From the May 20, 1999
issue of the NYROB is a book review by Hilary Mantel: Cries Unheard:
Why Children Kill: The Story of Mary Bell by Gitta Sereny.
Mantel is
conflicted. She has had bad experiences with the Medical Profession and
doesn’t trust Sereny or her solutions. Nevertheless she does think
something should be done. At the time, ten year old Mary Bell could be
tried as an adult. While disagreeing with Sereny’s proposal that such
children should immediately see a psychologist, not be tried in an adversarial
courtroom or subject to decisions by untrained jurors, she does think that
trying Mary Bell at age 10 in a court-system designed for examining adults was
wrong.
She interviewed Mary’s
mother, Betty, who apparently tried to kill Mary on several occasions if she
could make it look like an accident. Sereny has difficulty believing
Betty and has her go over Mary’s childhood several times: Mantel writes,
“The innermost secrets of Mary’s childhood are yielded up with
difficulty. She gave Gitta Sereny at least four versions of events, the
last of which I have decided is probably as close to the truth as her memory
could manage.”
Mary Bell is now age 57
according to Wikipedia. Her name has been changed and her identity is
hidden by order of the court. In her criticism of Sereny, Mantel writes,
“The problem is also the nature of memory, the passage of time and language
itself, the language of the many versions, and the meaning that slides away
between them. ‘I must have done, I must have known, I must have thought.
. . .’ says Mary, responding on her state of mind as she killed Martin
Brown.
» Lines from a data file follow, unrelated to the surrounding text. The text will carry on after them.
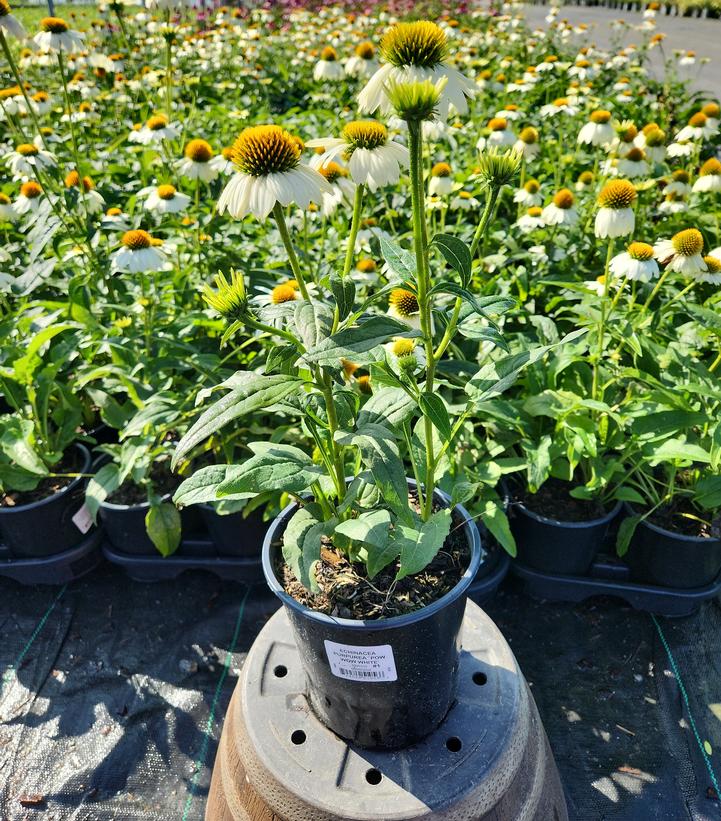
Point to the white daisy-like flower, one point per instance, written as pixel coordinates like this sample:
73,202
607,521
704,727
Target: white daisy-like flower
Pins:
615,217
372,157
56,35
139,253
269,171
415,52
164,199
196,163
635,263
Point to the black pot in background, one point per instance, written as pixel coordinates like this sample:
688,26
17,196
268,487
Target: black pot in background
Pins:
46,527
233,534
553,546
658,556
410,663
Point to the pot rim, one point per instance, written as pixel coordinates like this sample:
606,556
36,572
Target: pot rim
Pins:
474,540
7,511
681,537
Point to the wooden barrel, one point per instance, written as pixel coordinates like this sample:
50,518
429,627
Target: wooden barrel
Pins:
489,760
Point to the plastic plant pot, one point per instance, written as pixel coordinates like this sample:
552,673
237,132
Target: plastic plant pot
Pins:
661,557
234,534
47,527
383,683
554,546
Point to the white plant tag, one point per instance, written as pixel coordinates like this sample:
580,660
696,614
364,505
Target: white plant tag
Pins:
361,663
83,520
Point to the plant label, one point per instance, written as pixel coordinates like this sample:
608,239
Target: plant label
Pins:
361,663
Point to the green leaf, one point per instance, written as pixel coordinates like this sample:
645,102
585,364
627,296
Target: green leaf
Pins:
250,392
456,253
419,545
162,523
433,406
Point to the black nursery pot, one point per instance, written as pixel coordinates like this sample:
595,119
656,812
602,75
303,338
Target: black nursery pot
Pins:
553,546
46,527
234,534
384,683
661,557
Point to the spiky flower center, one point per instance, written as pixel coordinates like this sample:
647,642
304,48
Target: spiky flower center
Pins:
688,242
711,167
641,251
600,116
137,240
365,134
563,199
421,43
166,192
55,25
30,190
405,302
617,194
265,149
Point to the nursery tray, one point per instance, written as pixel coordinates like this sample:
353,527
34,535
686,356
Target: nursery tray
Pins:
160,568
59,568
608,578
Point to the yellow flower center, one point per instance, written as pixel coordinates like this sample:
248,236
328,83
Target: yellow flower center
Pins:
600,116
405,302
56,25
421,43
265,149
137,240
617,194
688,243
365,134
640,250
198,151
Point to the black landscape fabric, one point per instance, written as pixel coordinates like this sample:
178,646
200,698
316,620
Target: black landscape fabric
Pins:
114,693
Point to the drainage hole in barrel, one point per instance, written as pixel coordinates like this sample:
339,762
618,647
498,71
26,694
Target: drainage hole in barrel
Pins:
373,776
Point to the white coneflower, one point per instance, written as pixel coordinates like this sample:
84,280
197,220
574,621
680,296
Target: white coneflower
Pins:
196,163
373,159
635,263
441,181
530,194
682,253
269,171
139,253
156,130
415,52
29,198
328,67
164,199
9,23
363,62
527,143
709,177
27,157
615,217
598,131
561,211
56,35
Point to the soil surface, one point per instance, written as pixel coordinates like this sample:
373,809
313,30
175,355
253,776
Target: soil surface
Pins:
72,462
347,592
554,502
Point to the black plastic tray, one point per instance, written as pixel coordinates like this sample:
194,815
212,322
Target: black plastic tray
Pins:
59,568
160,568
610,578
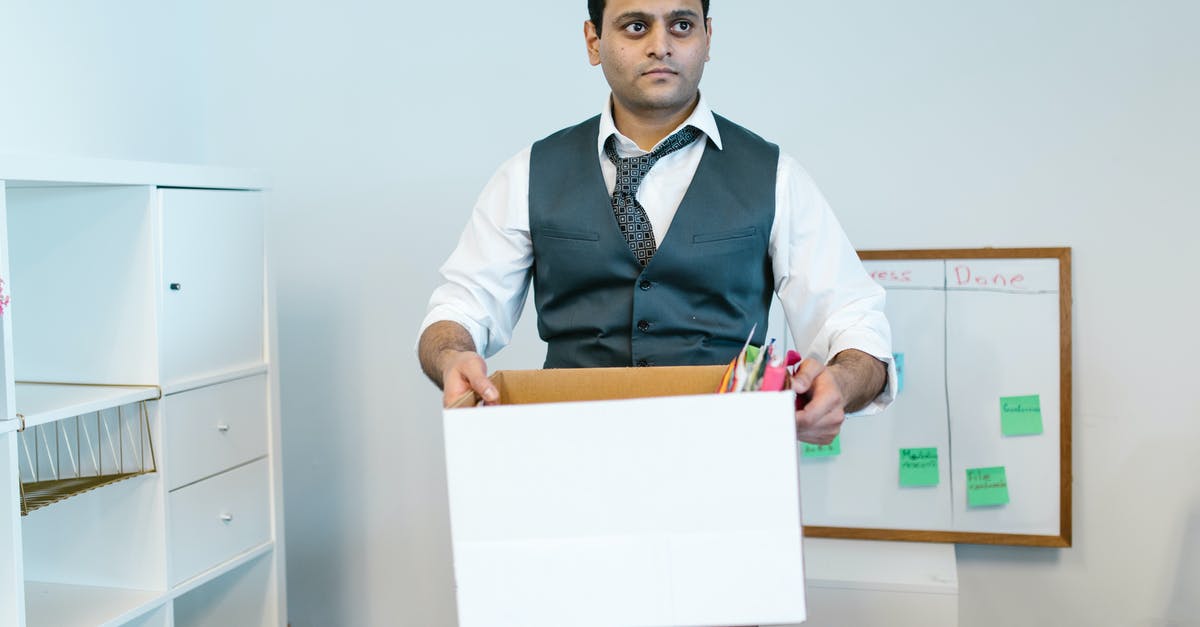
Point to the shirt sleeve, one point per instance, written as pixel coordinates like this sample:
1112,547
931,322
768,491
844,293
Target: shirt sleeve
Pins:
487,274
829,300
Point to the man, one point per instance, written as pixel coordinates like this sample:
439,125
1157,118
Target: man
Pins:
655,234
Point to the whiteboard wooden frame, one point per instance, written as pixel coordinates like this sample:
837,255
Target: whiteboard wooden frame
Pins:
1065,466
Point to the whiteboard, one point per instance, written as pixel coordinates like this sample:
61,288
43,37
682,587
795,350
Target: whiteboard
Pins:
983,340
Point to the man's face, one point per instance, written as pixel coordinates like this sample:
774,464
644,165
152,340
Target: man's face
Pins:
653,53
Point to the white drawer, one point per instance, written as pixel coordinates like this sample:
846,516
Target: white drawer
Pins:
216,428
217,519
213,267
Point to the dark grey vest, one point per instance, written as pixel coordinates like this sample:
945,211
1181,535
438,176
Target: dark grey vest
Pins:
707,285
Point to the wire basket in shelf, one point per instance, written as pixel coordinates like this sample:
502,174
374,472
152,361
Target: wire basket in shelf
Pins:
77,454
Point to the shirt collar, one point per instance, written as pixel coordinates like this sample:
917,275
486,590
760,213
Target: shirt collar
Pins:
701,118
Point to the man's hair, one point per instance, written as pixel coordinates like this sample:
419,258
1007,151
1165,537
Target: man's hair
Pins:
595,12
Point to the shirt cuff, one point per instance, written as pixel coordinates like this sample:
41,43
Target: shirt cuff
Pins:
879,348
478,332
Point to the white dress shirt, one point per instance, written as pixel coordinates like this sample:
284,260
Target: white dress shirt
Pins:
829,300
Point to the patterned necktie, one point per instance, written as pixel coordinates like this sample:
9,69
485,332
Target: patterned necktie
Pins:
630,215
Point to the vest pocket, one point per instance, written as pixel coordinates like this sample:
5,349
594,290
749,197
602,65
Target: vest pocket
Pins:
724,236
582,236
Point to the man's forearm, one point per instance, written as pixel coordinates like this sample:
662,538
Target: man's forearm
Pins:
861,377
437,339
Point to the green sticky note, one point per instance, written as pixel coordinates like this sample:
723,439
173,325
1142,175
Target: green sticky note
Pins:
918,467
823,451
987,487
1020,414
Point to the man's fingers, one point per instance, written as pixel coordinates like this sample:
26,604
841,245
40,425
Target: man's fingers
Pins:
821,419
483,386
808,372
467,372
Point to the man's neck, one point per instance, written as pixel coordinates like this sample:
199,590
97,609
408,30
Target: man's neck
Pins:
647,129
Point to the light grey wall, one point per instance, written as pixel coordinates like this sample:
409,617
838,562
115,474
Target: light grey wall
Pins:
927,124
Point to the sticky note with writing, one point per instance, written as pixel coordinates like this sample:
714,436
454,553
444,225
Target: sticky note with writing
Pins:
1020,414
823,451
987,487
918,467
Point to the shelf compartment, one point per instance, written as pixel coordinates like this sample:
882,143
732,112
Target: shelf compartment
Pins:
57,604
47,402
81,453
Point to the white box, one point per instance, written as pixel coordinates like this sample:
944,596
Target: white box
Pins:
681,509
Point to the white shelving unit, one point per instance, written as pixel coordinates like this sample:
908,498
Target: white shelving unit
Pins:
138,290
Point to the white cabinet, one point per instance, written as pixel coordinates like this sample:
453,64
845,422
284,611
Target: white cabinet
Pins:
215,520
137,339
213,279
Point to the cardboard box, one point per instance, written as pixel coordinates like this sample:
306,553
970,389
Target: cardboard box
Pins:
625,496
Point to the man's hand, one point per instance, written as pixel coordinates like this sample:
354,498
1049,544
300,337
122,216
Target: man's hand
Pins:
463,371
448,357
851,381
823,406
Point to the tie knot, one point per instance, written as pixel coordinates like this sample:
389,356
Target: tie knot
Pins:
642,163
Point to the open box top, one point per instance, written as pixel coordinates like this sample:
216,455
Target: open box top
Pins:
525,387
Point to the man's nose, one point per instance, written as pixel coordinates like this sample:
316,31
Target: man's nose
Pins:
659,43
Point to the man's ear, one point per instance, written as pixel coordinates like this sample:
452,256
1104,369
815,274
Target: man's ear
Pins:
593,41
708,35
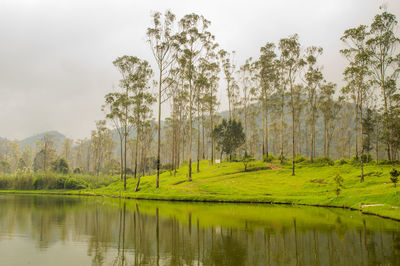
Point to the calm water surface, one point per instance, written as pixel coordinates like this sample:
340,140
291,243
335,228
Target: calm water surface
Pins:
61,230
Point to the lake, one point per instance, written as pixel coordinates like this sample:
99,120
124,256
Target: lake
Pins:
72,230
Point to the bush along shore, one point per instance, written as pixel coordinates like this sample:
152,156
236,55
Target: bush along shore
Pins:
322,183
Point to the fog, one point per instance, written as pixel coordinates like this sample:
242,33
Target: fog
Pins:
56,56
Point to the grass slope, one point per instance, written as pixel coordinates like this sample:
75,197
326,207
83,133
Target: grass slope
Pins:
227,182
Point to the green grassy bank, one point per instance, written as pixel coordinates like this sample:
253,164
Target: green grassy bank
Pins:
228,182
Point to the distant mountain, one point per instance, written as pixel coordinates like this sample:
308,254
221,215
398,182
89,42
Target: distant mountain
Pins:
58,138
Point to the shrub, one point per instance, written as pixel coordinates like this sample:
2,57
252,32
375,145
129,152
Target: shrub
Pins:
301,159
279,158
324,161
77,170
60,182
394,176
23,181
341,162
367,158
384,162
44,181
73,183
60,166
339,184
268,158
355,160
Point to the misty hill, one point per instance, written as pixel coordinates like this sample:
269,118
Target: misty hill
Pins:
58,138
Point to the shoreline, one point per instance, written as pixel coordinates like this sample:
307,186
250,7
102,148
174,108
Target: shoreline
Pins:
203,200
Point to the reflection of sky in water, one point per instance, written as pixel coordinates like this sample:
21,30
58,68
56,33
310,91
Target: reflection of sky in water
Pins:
52,230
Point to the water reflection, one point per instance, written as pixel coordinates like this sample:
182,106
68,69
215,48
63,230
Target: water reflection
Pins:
100,231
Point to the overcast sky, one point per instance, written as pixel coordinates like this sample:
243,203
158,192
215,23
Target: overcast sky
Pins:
56,55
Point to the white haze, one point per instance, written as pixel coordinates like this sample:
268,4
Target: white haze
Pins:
56,56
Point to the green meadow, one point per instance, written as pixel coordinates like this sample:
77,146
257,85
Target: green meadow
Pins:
313,184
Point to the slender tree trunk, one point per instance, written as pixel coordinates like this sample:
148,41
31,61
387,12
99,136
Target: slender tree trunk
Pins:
312,135
293,133
202,129
122,158
377,146
356,122
190,131
282,109
198,130
362,139
212,128
125,157
266,125
325,135
136,150
159,129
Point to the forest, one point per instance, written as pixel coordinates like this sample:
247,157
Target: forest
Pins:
281,108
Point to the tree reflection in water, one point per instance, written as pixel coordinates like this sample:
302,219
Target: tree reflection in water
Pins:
126,232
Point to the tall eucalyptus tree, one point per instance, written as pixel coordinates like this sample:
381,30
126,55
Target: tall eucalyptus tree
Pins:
357,73
163,45
291,63
268,75
313,78
193,39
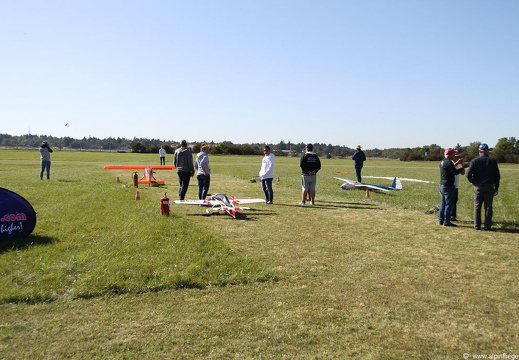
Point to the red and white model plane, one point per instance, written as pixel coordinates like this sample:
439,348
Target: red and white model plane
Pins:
221,202
149,170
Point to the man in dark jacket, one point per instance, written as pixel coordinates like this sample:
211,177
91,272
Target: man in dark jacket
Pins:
447,189
310,165
183,161
359,157
484,174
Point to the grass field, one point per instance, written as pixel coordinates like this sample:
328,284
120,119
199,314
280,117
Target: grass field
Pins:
105,276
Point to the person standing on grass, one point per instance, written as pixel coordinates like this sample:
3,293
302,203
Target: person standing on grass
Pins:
458,159
266,174
162,155
45,151
310,165
183,161
448,171
359,157
484,174
203,173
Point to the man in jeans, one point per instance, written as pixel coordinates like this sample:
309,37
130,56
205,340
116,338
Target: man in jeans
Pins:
448,171
484,174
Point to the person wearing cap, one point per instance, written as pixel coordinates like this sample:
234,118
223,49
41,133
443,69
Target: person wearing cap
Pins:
310,165
183,161
203,173
359,157
266,174
45,151
484,174
448,171
459,165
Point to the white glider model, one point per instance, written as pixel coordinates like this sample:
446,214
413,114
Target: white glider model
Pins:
402,179
221,202
350,185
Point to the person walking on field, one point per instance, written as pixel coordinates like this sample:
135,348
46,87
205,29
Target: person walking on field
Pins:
45,151
183,161
448,171
203,173
484,174
266,174
162,155
359,157
459,165
310,165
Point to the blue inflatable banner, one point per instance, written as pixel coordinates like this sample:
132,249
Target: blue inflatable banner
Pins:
17,216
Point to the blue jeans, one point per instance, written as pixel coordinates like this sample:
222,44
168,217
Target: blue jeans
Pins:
483,199
266,185
45,165
203,185
446,205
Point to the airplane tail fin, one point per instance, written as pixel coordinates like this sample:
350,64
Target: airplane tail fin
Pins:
397,184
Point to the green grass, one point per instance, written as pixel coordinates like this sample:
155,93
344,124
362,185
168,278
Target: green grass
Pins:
105,276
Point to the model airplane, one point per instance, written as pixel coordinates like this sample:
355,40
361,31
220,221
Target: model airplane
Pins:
350,185
147,177
402,179
221,202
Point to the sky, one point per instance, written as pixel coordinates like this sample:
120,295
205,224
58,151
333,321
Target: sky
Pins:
384,74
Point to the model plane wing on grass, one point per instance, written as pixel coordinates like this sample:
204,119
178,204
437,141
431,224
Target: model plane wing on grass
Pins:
221,202
401,179
350,185
149,170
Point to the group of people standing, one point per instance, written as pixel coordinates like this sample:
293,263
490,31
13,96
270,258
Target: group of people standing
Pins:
483,174
183,161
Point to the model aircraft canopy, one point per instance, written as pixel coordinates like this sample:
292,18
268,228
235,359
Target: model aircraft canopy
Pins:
139,167
350,185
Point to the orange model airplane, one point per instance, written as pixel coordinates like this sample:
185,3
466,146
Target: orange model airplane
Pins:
148,172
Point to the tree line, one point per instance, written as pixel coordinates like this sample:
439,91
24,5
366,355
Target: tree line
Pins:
505,151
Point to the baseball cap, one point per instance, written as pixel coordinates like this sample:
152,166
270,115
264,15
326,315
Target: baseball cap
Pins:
449,151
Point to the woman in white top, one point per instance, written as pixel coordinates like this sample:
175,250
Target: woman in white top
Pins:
266,174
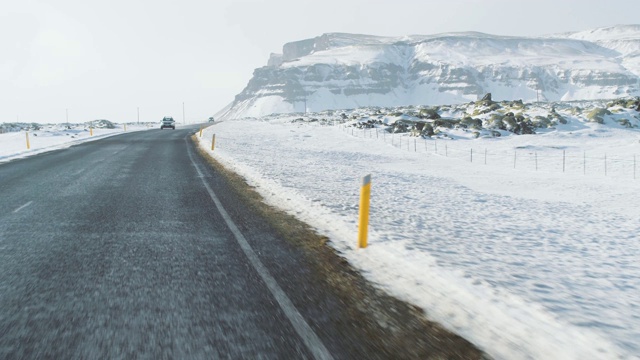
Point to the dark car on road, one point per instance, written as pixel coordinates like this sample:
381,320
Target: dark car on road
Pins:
168,123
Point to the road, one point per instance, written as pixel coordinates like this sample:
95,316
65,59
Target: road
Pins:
133,247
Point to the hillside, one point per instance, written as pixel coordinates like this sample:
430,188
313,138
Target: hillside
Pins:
342,71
I must have the eleven-year-old child speaks through the
mouth of a woman forty. It is hard not to think that Mary is a giant
translation problem. If we could solve it, would we hear a language that
means anything to us . . . ?”
COMMENT: I mentioned
an accident I had on 8-15-19, coming down my stairs, feeling struck from behind
by one of my dogs, falling on the kitchen tile floor and breaking
my right knee-cap. Everyone I’ve discussed this accident with wants to know how it
happened, but I have to use language like Mary’s in order to describe it.
I don’t know which dog ran into me from behind. My eight-year-old 125-pound
Rhodesian Ridgeback could most easily have done it, but he is very
mild-mannered, and it is unlikely that he would have done that of his own
volition. My three-year-old Irish Terrier, Jessica, does like to horse
around, and if she chose that moment to horse-around with Ben, she could have
driven him into my legs from behind. She could have done it on her own,
but I can’t think why.
When asked, I always say
that my dogs knocked me down from one of the lower steps of my stairs, but as
the technician was doing an EKG to see if I was in good enough shape to have my
knee operated on, I asked if there was any indication of a stroke or a
heart-attack. She poured over the EKG for a moment and said, “no, you’ve
never had a heart attack or a stroke.” I asked that question because I
had begun to doubt my memory of what happened. I “thought” one of the
dogs ran into me, but perhaps I had blacked out from a mini-stroke?
My son who sees Jessica
dashing about mere inches from my bad leg has no doubt. He thinks Jessica
is the sole culprit. But I couldn’t prove it by means of my memory.
In case anyone wonders, my
affection for Jessica hasn’t lessened. It seems comparable to what I
might have felt for Susan if she were driving while I was in the passenger seat
and was injured. I knew when we were just dating that she was a terrible
driver. She had been in several serious accidents. In one she ran
into a stanchion holding up part of an overpass in her VW. She wasn’t
wearing a seat belt and broke her front window with her head.
I knew what I was getting. By a similar token, Irish Terriers
are very ferocious, willful, fearless little dogs. I knew it would take
several years before she settled down. Planning ahead I decided an Irish
Terrier would be good as my last dog. Small enough for me to handle, but
tough enough to handle coyotes at the river by herself if need be. She’ll
probably still be good in that role. I’ll just be limping a little when I
take her for walks or hikes at the river. . . assuming covid-19 ever lets us go hiking there again.